[to make palaver,] to hold a parley, generally with the intention of cajoling. Two of Goldsmith’s notes to Garrick in 1773 are endorsed by the actor—‘Goldsmith’s parlaver.’ (Forster’s Life, 1871, ii. 397.)

[mercenary.] Cradock gave the profits of Zobeide to Mrs. Yates. ‘I mentioned the disappointment it would be to you’—she says in a letter to him dated April 26, 1771—‘as you had generously given the emoluments of the piece to me.’ (Memoirs, 1828, iv. 211.)

[THRENODIA AUGUSTALIS.]

Augusta, widow of Frederick, Prince of Wales, and mother of George the Third, died at Carlton House, February 8, 1772. This piece was spoken and sung in Mrs. Teresa Cornelys’s Great Room in Soho Square, on the Thursday following (the 20th), being sold at the door as a small quarto pamphlet, printed by William Woodfall. The author’s name was not given; but it was prefaced by this ‘advertisement,’ etc.:—

‘The following may more properly be termed a compilation than a poem. It was prepared for the composer in little more than two days: and may be considered therefore rather as an industrious effort of gratitude than of genius. In justice to the composer it may likewise be right to inform the public, that the music was adapted in a period of time equally short.

SPEAKERS.
Mr. Lee and Mrs. Bellamy.
SINGERS.

Mr. Champnes, Mr. Dine, and Miss Jameson; with twelve chorus singers. The music prepared and adapted by Signor Vento.
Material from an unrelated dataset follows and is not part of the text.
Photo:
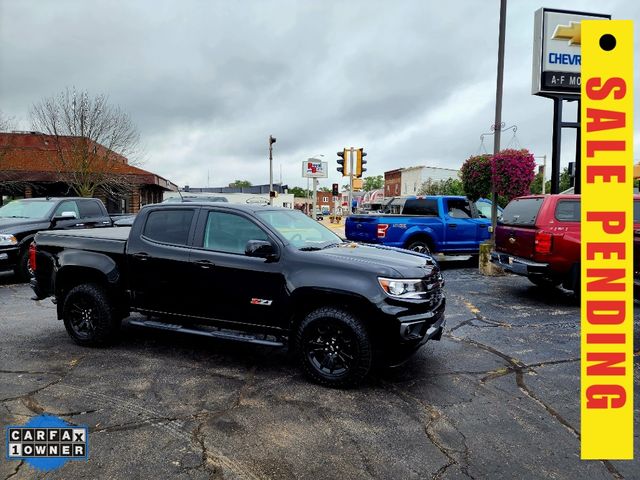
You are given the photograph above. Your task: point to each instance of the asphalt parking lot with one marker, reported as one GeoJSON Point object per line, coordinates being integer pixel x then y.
{"type": "Point", "coordinates": [496, 398]}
It is—as Cunningham calls it—a ‘hurried and unworthy off-spring of the muse of Goldsmith.’

(Part I).
[Celestial-like her bounty fell.] The Princess’s benefactions are not exaggerated. ‘She had paid off the whole of her husband’s debts, and she had given munificent sums in charity. More than 10,000 pounds a year were given away by her in pensions to individuals whom she judged deserving, very few of whom were aware, until her death, whence the bounty came. The whole of her income she spent in England, and very little on herself’ (Augusta: Princess of Wales, by W. H. Wilkins, Nineteenth Century, October, 1903, p. 675).

[There faith shall come.] This, and the three lines that follow, are borrowed from Collins’s Ode written in the beginning of the year 1746.